Но чем ниже сплывал он по воде, тем явственнее беспокойство охватывало его: ловцы не въезжали в Чапурку, приткнули бударки к камышовым ярам, что-то замышляли, а что — Тимофей понял, когда подъехал к ним: поперек горловины на шестах висела сетчатая перегородка — над водой и до самого дна.

Ловцы сидели на бударках, курили. На одной лодке — Кумар с отцом, на другой — тоже двое казахов, незнакомых Тимофею.

Они встретили Балаша колкими осудчивыми взглядами. Но врожденная восточная вежливость не позволила им не ответить на приветствие. Ловцы сдержанно закивали ему, но расспрашивать прибывшего о здоровье, как это опять же принято у них, воздержались.

Выждав некоторое время, Тимофей спросил:

— Перегородили к чему?

— Отец велел. — Кумар показал глазами на Садрахмана, тот согласно кивнул, мол, правду Кумар сказывает. — А ты куда?

— Да вот хотел… в Чапурку.

Казахи переглянулись, о чем-то непонятном для Тимофея поговорили меж собой.

— Нельзя Чапурка, — тихо сказал Садрахман.

— Отчего же нельзя?

— Илья где? — не отвечая Тимофею, встречно спросил Кумар.

— Дома остался.

— Болел?

— Да нет. Тут такое…

— Илья хорош мужик, жаксе, — перебил его Кумар, и больше ни о чем ни он ни Садрахман не расспрашивали. Не стали они объяснять Тимофею, что перегородили Чапурку, чтоб не ушли сельдяные косяки, потому как не верили этому пришлому, опасались, как бы он не сболтнул Резепу, и тогда Ляпаев, узнав о ловецкой хитрости, не поспешит пойти им на уступку.

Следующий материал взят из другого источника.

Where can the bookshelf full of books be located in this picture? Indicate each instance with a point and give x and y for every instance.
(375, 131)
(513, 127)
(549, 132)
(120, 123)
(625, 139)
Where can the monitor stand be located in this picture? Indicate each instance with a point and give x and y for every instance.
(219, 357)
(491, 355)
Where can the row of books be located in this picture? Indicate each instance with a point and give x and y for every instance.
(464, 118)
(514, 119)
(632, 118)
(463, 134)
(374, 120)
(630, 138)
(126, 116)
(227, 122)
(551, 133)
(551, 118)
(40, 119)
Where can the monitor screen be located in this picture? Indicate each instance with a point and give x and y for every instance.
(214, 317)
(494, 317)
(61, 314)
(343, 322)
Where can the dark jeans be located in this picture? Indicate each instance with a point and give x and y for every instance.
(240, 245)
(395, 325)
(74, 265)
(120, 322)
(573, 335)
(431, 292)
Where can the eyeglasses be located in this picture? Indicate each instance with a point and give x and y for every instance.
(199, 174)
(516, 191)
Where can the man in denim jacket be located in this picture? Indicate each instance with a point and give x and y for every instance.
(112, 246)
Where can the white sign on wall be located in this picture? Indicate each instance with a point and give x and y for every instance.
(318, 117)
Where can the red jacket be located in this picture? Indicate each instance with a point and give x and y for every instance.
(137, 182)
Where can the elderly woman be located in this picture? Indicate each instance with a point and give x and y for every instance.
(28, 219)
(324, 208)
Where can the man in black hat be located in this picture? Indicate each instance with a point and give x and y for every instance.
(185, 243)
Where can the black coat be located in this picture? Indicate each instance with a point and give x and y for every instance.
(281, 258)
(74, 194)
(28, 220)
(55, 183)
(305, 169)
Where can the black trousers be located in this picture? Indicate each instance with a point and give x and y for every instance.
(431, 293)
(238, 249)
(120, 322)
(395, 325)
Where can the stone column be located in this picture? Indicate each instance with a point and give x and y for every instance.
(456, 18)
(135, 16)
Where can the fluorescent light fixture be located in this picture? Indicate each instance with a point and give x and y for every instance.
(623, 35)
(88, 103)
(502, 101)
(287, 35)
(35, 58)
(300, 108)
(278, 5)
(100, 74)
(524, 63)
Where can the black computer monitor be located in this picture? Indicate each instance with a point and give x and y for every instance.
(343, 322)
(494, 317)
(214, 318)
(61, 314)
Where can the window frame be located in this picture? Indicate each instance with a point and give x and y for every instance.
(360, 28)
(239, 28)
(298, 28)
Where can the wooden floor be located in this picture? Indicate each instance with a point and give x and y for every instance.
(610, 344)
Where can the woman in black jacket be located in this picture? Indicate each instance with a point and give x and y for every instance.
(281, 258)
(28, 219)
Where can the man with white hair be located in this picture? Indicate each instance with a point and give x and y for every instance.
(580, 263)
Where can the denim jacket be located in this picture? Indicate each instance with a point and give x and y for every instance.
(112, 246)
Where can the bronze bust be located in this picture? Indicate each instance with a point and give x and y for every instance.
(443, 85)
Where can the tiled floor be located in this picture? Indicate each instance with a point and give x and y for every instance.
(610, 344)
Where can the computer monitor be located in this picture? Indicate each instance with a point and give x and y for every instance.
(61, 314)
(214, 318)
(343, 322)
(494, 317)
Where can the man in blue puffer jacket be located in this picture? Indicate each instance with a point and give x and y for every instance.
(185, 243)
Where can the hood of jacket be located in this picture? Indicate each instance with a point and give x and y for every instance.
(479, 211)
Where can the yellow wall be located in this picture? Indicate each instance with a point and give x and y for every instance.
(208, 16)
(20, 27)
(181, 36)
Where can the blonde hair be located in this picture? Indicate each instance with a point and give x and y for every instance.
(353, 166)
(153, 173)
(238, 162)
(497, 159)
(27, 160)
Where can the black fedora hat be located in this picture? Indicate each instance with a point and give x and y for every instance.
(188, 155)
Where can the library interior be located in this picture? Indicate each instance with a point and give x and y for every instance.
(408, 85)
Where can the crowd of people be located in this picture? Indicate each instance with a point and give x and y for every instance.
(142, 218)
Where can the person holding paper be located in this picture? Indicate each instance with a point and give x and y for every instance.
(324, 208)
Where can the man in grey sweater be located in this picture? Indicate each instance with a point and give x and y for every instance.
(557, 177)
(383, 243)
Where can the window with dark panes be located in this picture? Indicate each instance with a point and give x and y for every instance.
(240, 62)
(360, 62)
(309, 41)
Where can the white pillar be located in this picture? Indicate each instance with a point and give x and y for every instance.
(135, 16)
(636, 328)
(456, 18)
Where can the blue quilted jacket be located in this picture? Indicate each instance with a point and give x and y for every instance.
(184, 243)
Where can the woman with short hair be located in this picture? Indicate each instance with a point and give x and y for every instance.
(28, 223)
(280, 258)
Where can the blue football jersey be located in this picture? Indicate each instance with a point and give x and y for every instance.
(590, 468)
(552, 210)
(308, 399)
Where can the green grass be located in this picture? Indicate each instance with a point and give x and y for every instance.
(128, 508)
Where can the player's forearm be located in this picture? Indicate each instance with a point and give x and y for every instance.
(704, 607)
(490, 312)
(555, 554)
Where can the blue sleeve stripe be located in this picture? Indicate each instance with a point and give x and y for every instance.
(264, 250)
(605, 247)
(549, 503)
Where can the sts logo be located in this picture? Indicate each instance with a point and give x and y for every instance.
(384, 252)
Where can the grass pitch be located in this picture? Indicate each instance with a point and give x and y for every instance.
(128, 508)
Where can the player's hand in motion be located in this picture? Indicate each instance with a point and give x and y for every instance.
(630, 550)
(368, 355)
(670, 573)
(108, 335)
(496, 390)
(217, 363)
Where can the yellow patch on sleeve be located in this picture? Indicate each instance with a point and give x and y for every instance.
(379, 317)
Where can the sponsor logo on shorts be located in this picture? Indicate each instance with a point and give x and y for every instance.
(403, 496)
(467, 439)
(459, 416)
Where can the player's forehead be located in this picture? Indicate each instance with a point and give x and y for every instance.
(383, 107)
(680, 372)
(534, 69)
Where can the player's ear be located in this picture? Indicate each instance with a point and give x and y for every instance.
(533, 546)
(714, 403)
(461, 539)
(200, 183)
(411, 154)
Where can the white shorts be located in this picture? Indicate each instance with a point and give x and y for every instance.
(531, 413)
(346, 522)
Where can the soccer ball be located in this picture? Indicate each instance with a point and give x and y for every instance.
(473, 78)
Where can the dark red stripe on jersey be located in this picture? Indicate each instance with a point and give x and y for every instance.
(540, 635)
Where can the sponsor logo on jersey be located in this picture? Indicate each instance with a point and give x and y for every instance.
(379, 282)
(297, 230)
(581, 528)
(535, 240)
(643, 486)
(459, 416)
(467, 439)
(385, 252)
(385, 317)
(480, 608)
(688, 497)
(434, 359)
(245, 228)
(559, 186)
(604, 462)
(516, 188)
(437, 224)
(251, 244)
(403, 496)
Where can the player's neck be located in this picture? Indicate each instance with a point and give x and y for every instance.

Выгадывая время, Тимофей неспешно прибирал в бударке: перетряхнул постель и бросил для просушки на солнечную припеку, выплескал из-под мостков застойную воду. Но и казахи не торопились. Двое незнакомых откинулись на закрой и тихо дремали, пригретые знойным солнцем, Садрахман чинил сети, а Кумар достал из кормового ящика сазана, почистил его и заварил уху.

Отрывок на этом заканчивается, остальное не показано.